Though potential overhauls could mean a big change for employer strategy, a wait-and-see approach — again — is in order for employers, Thompson says. “Even if President-elect Trump and Price have a clear vision on where they want to go, there are a lot of key stakeholders that are going to weigh in over the next few years,” he says, noting that Trump has “made a point that he won’t leave people in the lurch in the meantime.”
“It’s wait-and-see because until you see the devil in the details, it’s hard to react to anything other than the high-level banter about replacing and repealing,” Marcotte adds.
Additionally, industry experts note, the new administration might keep some provisions of the ACA. Trump, for example, has said he wants to keep the law’s pre-existing condition exclusion provisions and coverage of children to age 26.
And, as Singh notes, other aspects of the law might stay as well once Trump takes office.
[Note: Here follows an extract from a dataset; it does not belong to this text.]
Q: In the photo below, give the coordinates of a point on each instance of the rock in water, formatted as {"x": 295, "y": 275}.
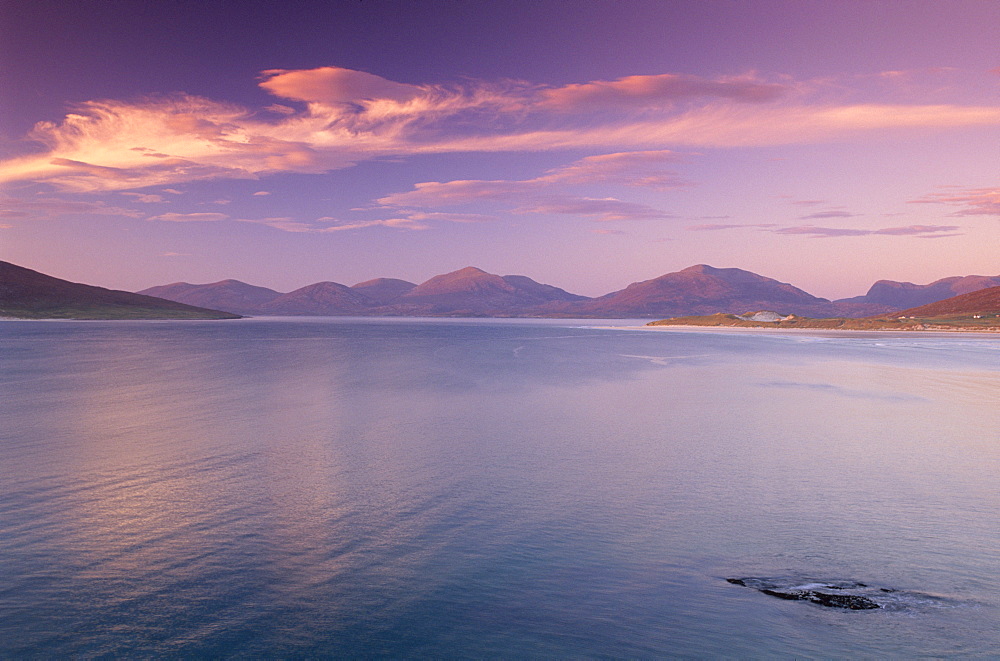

“What we’re also seeing is that the President-elect is embracing some elements of the Affordable Care Act that previously he might not have embraced,” Singh says. “What will the ultimate outcome of the Affordable Care Act be in the new administration? Even that we’re not 100% certain of.”
Though the ACA is top of mind with Price’s nomination, employers are watching other issues as well — some with reservation.
Price’s selection, Marcotte says, “likely means that Medicare payment reforms will get a second look and may advance a little more slowly. And I think that concerns us a little. We would hope that HHS would continue to transform Medicare away from fee for service, which drives unnecessary care and spending, toward paying for value. And we’d like to keep our foot on the gas when it comes to transforming the delivery system and not lose momentum there. That’s the one bit of uncertainty.”
Another concern is just how Price’s bias against federal oversight and federal regulation may impact employers and their benefits plans.
“He’s very state-oriented,” Thompson says. “And with major employers, there’s a concern with this. [Changing federal oversight] can cause questions about how their healthcare is regulated, how their benefit plans might be influenced and how the dismantling of ACA plays into this. It could get replaced with 50 different versions of ACA, and that would be a concern.”
Giving states more control increases the “complexities of consumers who may be working across state lines,” Singh says.
“It creates the opportunity where medical systems, payers and others will have a more complicated web of networks that consumers have to navigate,” Singh says. “That puts the onus on us to make sure we understand that new web exceptionally well, because it’s our job to make sure the consumer doesn’t have to.”